More native application possibilities: beyond text commands
Some people believe that dialog boxes will replace GUI or CLI/TUI and become the new generation of mainstream interaction mode. But please note that entering text commands (even using voice input) is actually a rather tedious process: it first requires mobilizing the brain to think about the words, and then completing the input action on the physical level. In contrast, the core interaction of short videos only requires a simple sliding action for users to complete content consumption. The common components such as checkboxes, buttons, sliders, etc. in the UI represent quite simple forms of interaction.
So, if we abandon text command input and adopt a simpler input method, while still focusing on the core ability of LLM to produce text or data, what kind of native applications will be born?
The simplest example is the "one-click xxx" function, such as one-click conversion of figure pictures, one-click translation, etc. These applications treat LLM as a "magic button" that users only need to click to trigger LLM to complete the corresponding task.
Recently I designed a small toy called "WikiSurfing: Infinite Virtual Wikipedia". Its interactive core is to use the most basic hyperlink mechanism in the Web to build a virtual encyclopedia website. When users click on the hyperlink, they will jump to the corresponding LLM generation page. This design aims to recreate the traditional fun of "surfing the Internet".
There is also huge potential in gaming, especially role-playing games. The core of RPG games lies in the interaction between players and the game world, and LLM can provide players with a virtual and infinite world while creating NPCs with highly anthropomorphic characteristics. If NPCs are further given the same behavioral capabilities as players, then NPCs will truly be on equal footing with players.
Companion: AI existence with equal status
If NPCs in RPG games are on equal footing with players, then this may give rise to a new game form similar to MMORPG (massively multiplayer online role-playing game). But if this concept of equal-status NPCs were extended to the real world, what shape would it take? I can be called a companion.
I think companions represent a rather special type of interaction. Its characteristic is not that it has certain specific functions, but that it can have real interaction with users on a psychological level.

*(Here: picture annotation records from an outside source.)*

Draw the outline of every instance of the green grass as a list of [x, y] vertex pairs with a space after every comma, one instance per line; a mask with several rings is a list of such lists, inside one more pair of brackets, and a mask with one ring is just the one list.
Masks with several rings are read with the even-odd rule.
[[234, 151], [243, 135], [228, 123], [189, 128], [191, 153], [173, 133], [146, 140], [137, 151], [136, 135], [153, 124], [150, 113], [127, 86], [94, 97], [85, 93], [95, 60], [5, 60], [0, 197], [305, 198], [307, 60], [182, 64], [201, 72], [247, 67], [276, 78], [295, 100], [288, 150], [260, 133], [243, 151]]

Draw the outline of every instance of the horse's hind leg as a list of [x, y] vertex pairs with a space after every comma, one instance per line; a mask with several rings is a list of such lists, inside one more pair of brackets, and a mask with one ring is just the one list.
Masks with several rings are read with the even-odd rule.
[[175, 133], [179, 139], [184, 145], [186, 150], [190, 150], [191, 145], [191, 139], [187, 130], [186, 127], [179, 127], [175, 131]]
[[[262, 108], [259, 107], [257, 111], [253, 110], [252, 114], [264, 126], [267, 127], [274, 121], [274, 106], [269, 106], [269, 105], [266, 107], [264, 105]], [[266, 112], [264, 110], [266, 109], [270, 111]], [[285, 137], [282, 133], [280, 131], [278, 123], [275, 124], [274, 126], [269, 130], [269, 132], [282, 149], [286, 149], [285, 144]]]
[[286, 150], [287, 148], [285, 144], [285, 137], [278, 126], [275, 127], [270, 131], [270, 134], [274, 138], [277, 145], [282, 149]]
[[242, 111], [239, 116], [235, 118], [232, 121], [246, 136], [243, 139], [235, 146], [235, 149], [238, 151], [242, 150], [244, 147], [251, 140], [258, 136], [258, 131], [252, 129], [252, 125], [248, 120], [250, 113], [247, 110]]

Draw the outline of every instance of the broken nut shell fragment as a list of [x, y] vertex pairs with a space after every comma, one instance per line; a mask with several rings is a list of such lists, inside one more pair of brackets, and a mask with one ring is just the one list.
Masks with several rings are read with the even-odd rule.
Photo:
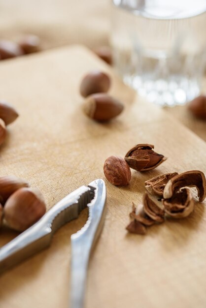
[[170, 199], [163, 199], [165, 213], [175, 218], [185, 218], [193, 212], [194, 201], [191, 191], [186, 188], [175, 192]]
[[153, 151], [150, 144], [137, 144], [130, 150], [125, 159], [130, 168], [137, 171], [147, 171], [162, 163], [167, 158]]
[[184, 187], [196, 187], [199, 201], [206, 196], [206, 181], [204, 174], [199, 170], [187, 171], [178, 174], [169, 181], [164, 189], [164, 199], [170, 199], [176, 191]]
[[141, 222], [145, 226], [151, 226], [155, 223], [155, 221], [146, 215], [141, 204], [137, 208], [133, 202], [132, 212], [130, 214], [130, 217]]
[[145, 188], [151, 194], [158, 196], [158, 197], [163, 197], [163, 191], [166, 185], [169, 180], [177, 175], [177, 172], [173, 172], [160, 174], [144, 182]]
[[145, 213], [156, 222], [163, 222], [165, 211], [161, 209], [149, 197], [147, 193], [143, 196], [143, 204]]

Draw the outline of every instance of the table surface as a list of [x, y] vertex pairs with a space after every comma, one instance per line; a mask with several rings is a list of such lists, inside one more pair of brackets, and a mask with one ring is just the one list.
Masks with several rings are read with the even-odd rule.
[[[79, 83], [88, 71], [109, 73], [110, 93], [125, 105], [116, 120], [100, 123], [86, 117]], [[44, 194], [47, 209], [79, 186], [105, 180], [107, 214], [89, 269], [86, 307], [205, 308], [206, 202], [186, 219], [168, 219], [145, 236], [129, 234], [132, 202], [141, 202], [144, 182], [162, 173], [206, 173], [206, 144], [168, 113], [137, 97], [111, 69], [81, 46], [47, 51], [0, 66], [1, 96], [20, 116], [1, 147], [0, 175], [28, 180]], [[124, 157], [138, 143], [155, 145], [168, 157], [158, 168], [132, 171], [127, 187], [111, 185], [103, 174], [110, 155]], [[46, 250], [0, 277], [0, 308], [68, 307], [70, 235], [86, 221], [62, 227]], [[1, 246], [17, 235], [4, 229]]]

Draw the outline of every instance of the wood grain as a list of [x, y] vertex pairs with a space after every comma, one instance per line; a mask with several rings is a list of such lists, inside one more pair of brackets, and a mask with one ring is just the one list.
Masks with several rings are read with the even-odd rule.
[[[125, 104], [108, 123], [82, 113], [79, 83], [88, 71], [110, 73], [111, 93]], [[162, 173], [200, 169], [206, 173], [206, 144], [158, 107], [136, 97], [83, 47], [63, 48], [2, 63], [0, 95], [21, 116], [9, 128], [0, 153], [0, 176], [14, 174], [39, 187], [47, 208], [80, 185], [105, 180], [104, 160], [124, 156], [137, 143], [155, 145], [168, 159], [157, 169], [132, 172], [131, 184], [106, 181], [105, 225], [88, 271], [87, 308], [199, 308], [206, 306], [206, 203], [187, 219], [167, 220], [145, 236], [128, 234], [132, 201], [141, 202], [144, 181]], [[51, 246], [0, 277], [0, 308], [68, 307], [70, 236], [87, 219], [62, 227]], [[16, 234], [0, 232], [3, 245]]]

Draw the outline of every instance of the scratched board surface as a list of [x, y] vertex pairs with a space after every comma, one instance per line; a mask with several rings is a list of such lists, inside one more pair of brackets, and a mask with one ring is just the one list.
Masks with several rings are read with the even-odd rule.
[[[78, 89], [88, 71], [110, 73], [111, 93], [126, 106], [116, 120], [97, 123], [82, 112]], [[205, 308], [206, 203], [187, 219], [167, 220], [145, 236], [128, 234], [132, 201], [141, 202], [144, 182], [163, 173], [200, 169], [206, 173], [206, 144], [165, 112], [136, 97], [110, 67], [81, 46], [5, 62], [0, 67], [1, 98], [20, 116], [9, 127], [0, 152], [0, 176], [28, 180], [44, 194], [47, 209], [79, 186], [105, 178], [110, 155], [124, 156], [137, 143], [155, 145], [168, 159], [156, 169], [132, 171], [128, 186], [105, 180], [107, 210], [88, 269], [85, 307]], [[0, 277], [0, 308], [68, 307], [70, 235], [87, 219], [62, 227], [49, 248]], [[17, 234], [0, 231], [2, 246]]]

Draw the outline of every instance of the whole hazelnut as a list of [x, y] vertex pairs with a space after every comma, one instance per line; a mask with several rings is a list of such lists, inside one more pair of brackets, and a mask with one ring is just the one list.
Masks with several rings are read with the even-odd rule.
[[130, 167], [124, 158], [110, 156], [103, 165], [103, 173], [108, 181], [117, 186], [128, 185], [131, 179]]
[[24, 187], [8, 199], [4, 207], [3, 221], [17, 231], [26, 230], [46, 212], [43, 195], [37, 188]]
[[86, 98], [83, 105], [85, 114], [98, 121], [106, 121], [118, 116], [124, 106], [119, 100], [104, 93], [93, 94]]
[[1, 60], [8, 59], [22, 56], [22, 49], [16, 43], [6, 40], [0, 40], [0, 58]]
[[188, 108], [197, 118], [206, 120], [206, 96], [201, 95], [191, 100]]
[[3, 205], [16, 190], [23, 187], [29, 187], [28, 182], [15, 176], [0, 177], [0, 202]]
[[112, 63], [112, 56], [111, 48], [108, 46], [101, 46], [93, 49], [94, 52], [103, 61], [111, 65]]
[[19, 44], [25, 54], [35, 53], [40, 50], [40, 39], [36, 35], [26, 35], [19, 42]]
[[8, 125], [13, 122], [19, 115], [15, 109], [8, 103], [4, 101], [0, 101], [0, 119]]
[[2, 144], [6, 138], [6, 125], [2, 119], [0, 119], [0, 145]]
[[84, 97], [91, 94], [107, 92], [110, 86], [110, 79], [108, 75], [98, 70], [88, 73], [82, 80], [80, 92]]

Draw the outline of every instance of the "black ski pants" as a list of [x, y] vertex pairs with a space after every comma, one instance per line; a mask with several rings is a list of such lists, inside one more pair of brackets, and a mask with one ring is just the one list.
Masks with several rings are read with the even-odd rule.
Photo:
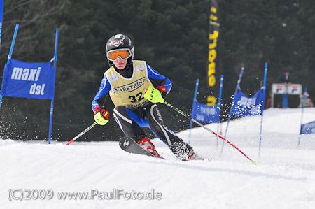
[[156, 104], [136, 110], [120, 106], [115, 108], [113, 115], [125, 135], [136, 142], [146, 137], [141, 127], [146, 125], [179, 159], [184, 159], [188, 153], [193, 152], [192, 147], [167, 129]]

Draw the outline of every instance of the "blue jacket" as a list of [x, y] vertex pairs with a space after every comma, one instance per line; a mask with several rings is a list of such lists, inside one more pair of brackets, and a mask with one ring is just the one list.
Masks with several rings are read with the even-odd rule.
[[[159, 73], [158, 73], [155, 69], [153, 69], [151, 66], [150, 66], [148, 64], [146, 64], [147, 69], [148, 69], [148, 77], [151, 81], [151, 82], [153, 84], [155, 87], [156, 87], [156, 85], [155, 83], [158, 84], [158, 85], [162, 85], [164, 86], [167, 90], [167, 94], [169, 94], [169, 91], [172, 89], [172, 82], [166, 78], [164, 75], [162, 75]], [[153, 81], [153, 82], [152, 82]], [[97, 92], [97, 94], [96, 94], [95, 97], [94, 98], [93, 101], [92, 101], [92, 110], [94, 110], [95, 107], [98, 105], [102, 106], [103, 103], [105, 101], [105, 99], [108, 95], [108, 93], [111, 89], [111, 86], [109, 82], [108, 82], [108, 78], [105, 75], [103, 78], [103, 80], [102, 80], [101, 86], [99, 87], [99, 91]]]

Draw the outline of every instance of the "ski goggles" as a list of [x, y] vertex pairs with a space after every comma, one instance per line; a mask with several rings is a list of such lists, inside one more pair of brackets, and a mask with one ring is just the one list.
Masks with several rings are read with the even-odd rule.
[[120, 57], [122, 59], [128, 59], [132, 56], [130, 49], [118, 49], [107, 52], [107, 58], [111, 61], [115, 61]]

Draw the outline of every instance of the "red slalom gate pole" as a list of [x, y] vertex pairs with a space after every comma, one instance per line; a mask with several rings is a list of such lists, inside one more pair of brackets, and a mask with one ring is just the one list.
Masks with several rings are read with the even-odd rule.
[[228, 144], [230, 144], [231, 146], [232, 146], [233, 147], [234, 147], [237, 151], [239, 151], [239, 152], [241, 152], [244, 156], [245, 156], [248, 159], [249, 159], [253, 164], [255, 165], [256, 162], [254, 161], [253, 160], [251, 159], [247, 155], [246, 155], [243, 152], [241, 152], [241, 150], [239, 150], [237, 146], [235, 146], [234, 145], [233, 145], [232, 143], [231, 143], [230, 141], [228, 141], [227, 140], [226, 140], [225, 138], [224, 138], [223, 137], [220, 136], [220, 135], [218, 135], [218, 134], [215, 133], [214, 131], [213, 131], [212, 130], [211, 130], [210, 129], [208, 129], [207, 127], [206, 127], [205, 126], [204, 126], [203, 124], [202, 124], [201, 123], [200, 123], [199, 122], [197, 122], [197, 120], [195, 120], [193, 118], [191, 118], [190, 117], [189, 117], [186, 113], [185, 113], [184, 112], [181, 111], [181, 110], [179, 110], [178, 108], [174, 107], [174, 106], [172, 106], [172, 104], [170, 104], [169, 103], [167, 102], [166, 101], [164, 101], [164, 103], [165, 105], [167, 105], [167, 106], [170, 107], [171, 108], [172, 108], [173, 110], [174, 110], [175, 111], [176, 111], [177, 113], [181, 114], [182, 115], [183, 115], [184, 117], [187, 117], [189, 120], [191, 120], [192, 122], [195, 122], [196, 124], [197, 124], [198, 125], [200, 125], [200, 127], [202, 127], [202, 128], [205, 129], [206, 130], [207, 130], [208, 131], [210, 131], [211, 133], [214, 134], [214, 135], [216, 135], [216, 136], [218, 136], [218, 138], [220, 138], [220, 139], [222, 139], [223, 140], [227, 142]]

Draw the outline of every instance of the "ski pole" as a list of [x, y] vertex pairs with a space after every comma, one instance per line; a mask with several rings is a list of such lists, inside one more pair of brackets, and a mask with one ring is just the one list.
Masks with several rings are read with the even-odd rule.
[[164, 103], [165, 105], [167, 105], [167, 106], [170, 107], [171, 108], [172, 108], [173, 110], [174, 110], [175, 111], [176, 111], [177, 113], [181, 114], [182, 115], [185, 116], [186, 117], [187, 117], [189, 120], [192, 120], [194, 122], [195, 122], [196, 124], [197, 124], [198, 125], [200, 125], [200, 127], [202, 127], [202, 128], [205, 129], [206, 130], [207, 130], [208, 131], [211, 132], [212, 134], [214, 134], [214, 135], [216, 135], [216, 136], [218, 136], [218, 138], [220, 138], [220, 139], [222, 139], [224, 141], [226, 141], [228, 144], [230, 144], [231, 146], [232, 146], [233, 147], [234, 147], [235, 149], [237, 150], [237, 151], [239, 151], [239, 152], [241, 152], [241, 154], [243, 154], [244, 156], [245, 156], [248, 159], [249, 159], [253, 164], [255, 165], [256, 162], [251, 160], [248, 157], [247, 157], [247, 155], [246, 155], [243, 152], [241, 152], [241, 150], [239, 150], [237, 146], [235, 146], [234, 145], [233, 145], [232, 143], [231, 143], [230, 141], [228, 141], [227, 140], [226, 140], [225, 138], [224, 138], [223, 137], [220, 136], [220, 135], [217, 134], [216, 133], [215, 133], [214, 131], [211, 131], [210, 129], [208, 129], [207, 127], [206, 127], [205, 126], [204, 126], [203, 124], [202, 124], [201, 123], [200, 123], [199, 122], [197, 122], [197, 120], [195, 120], [193, 118], [191, 118], [190, 117], [188, 116], [188, 115], [187, 115], [186, 113], [185, 113], [184, 112], [183, 112], [182, 110], [179, 110], [178, 108], [177, 108], [176, 107], [174, 107], [174, 106], [172, 106], [172, 104], [170, 104], [169, 103], [168, 103], [167, 101], [164, 101]]
[[80, 136], [81, 136], [82, 135], [83, 135], [84, 134], [85, 134], [86, 132], [88, 132], [88, 131], [90, 131], [92, 127], [94, 127], [94, 126], [95, 126], [97, 123], [96, 122], [94, 122], [92, 125], [90, 125], [90, 127], [88, 127], [85, 130], [84, 130], [83, 131], [82, 131], [81, 133], [80, 133], [80, 134], [78, 134], [77, 136], [74, 137], [74, 138], [72, 138], [66, 145], [69, 145], [69, 144], [71, 144], [71, 143], [73, 143], [74, 141], [75, 141], [78, 138], [79, 138]]

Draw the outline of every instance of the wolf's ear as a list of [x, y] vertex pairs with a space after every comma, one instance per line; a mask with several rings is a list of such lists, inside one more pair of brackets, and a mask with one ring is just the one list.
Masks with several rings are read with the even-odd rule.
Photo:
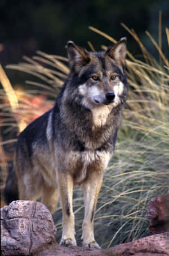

This first requires users to believe in the existence of their personification, which is the essential meaning of the "Turing Test"; and the prerequisite for passing the "Turing Test" is that it is functionally rich and powerful enough. The birth of LLM makes all this possible: from basic conversational communication, to various behavioral performances in the digital world, and finally extends to actual actions in the physical world.
Summary: Towards organic human-computer interaction
This article systematically sorts out the various forms of LLM human-computer interaction: from the most basic dialog boxes and search boxes, to deeply integrated pan-Copilot and text processing applications, to native applications such as Agent that completely rely on LLM capabilities, and finally looks forward to the form of companions with personalized characteristics.
These forms of interaction show a clear evolution: from simple text input and output, to deep integration of user workflows, to the creation of new interactive experiences. Each form has its own unique value and applicable scenarios. The relationship between them is not a simple substitution, but an ecological system that complements each other.
Truly "organic" LLM human-computer interaction should flexibly choose the most appropriate interaction form according to specific scenarios, allowing technology to be naturally integrated into people's lives and work. As LLM capabilities continue to improve, we have reason to expect the emergence of more innovative forms of interaction, ultimately realizing the harmonious coexistence of humans and AI.